多孔質アルミニウムが月探査機に活躍!?
月へ送る小型探査機の開発計画
現在、宇宙航空研究開発機構(JAXA)では、月に小型探査機を送る計画を進めています。SLIM(Smart Lander for Investigating Moon)と呼ばれるこのプロジェクトの目的は、「降りたいところへ降りる」です。
従来のロケットは、平らであるなど、「降りやすい」場所を選んでいましたが、将来、月をはじめ、さまざまな惑星に宇宙船を送る時代が来ることを想定すると、どこにでも着陸できる探査機の開発は重要だからです。
「降りたいところに降りる」のは実は大変!
SLIM探査機の総重量は、打ち上げ時には約400kgですが、月面着陸時には燃料を消費しているので100kg程度になります。しかし月面には大気がないため、パラシュートを開いて落下速度を遅くすることができません。また、逆噴射して減速する方法も、砂を巻き上げ、機器類に悪影響を与えるため使えません。そこで、探査機の着陸脚に衝撃吸収材を装着する方法をとることになりました。

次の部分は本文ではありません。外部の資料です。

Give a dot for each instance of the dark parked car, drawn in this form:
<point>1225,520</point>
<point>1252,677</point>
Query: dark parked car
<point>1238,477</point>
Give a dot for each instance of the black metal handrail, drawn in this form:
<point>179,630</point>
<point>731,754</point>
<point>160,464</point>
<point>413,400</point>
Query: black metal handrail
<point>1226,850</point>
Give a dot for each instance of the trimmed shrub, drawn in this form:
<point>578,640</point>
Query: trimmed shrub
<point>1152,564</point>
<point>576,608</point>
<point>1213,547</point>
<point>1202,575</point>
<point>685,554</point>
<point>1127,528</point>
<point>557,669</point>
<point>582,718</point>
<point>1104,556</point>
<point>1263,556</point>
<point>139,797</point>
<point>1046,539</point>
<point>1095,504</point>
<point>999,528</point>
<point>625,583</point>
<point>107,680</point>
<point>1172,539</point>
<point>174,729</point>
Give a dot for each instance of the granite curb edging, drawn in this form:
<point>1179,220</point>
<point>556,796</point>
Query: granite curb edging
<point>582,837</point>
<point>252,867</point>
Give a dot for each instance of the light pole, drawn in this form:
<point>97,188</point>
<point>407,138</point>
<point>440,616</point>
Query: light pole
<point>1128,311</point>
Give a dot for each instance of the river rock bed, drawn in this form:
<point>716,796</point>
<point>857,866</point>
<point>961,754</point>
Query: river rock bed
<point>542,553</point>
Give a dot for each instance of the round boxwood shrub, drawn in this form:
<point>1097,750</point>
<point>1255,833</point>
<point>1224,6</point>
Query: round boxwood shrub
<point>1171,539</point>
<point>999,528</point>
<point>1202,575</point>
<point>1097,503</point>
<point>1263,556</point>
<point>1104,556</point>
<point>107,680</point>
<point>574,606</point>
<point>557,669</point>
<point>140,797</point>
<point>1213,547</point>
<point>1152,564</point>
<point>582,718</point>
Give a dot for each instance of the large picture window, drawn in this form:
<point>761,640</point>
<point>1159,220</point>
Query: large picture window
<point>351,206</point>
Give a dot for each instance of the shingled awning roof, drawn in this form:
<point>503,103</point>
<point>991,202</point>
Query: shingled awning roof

着陸脚は4本あります。月面上高さ3mから自由落下するので着陸速度は3m/秒です。重さ約100kgですから、着陸時の運動エネルギーは450ジュールとなります。1本の脚には112.5ジュールのエネルギーがかかる計算になりますが、足場が悪い場合に2脚で着陸することを想定して、1脚あたり225ジュールとしました。衝撃吸収材はこのエネルギーを吸収しなければなりません。
パンみたいな多孔質アルミニウム
衝撃を吸収する材料として、多孔質アルミニウムが注目されています。これは、小麦粉にイースト菌を入れて膨らませるパンのように、アルミニウムに発泡剤を入れて焼いて作る、スポンジのような材料です。材料工学では「ポーラス金属」と呼ばれる材料で、穴が細かく数が多いほど衝撃吸収力が高くなります。実験室では、落下試験を繰り返しながら、探査機の脚専用の多孔質アルミニウムの開発が行われています。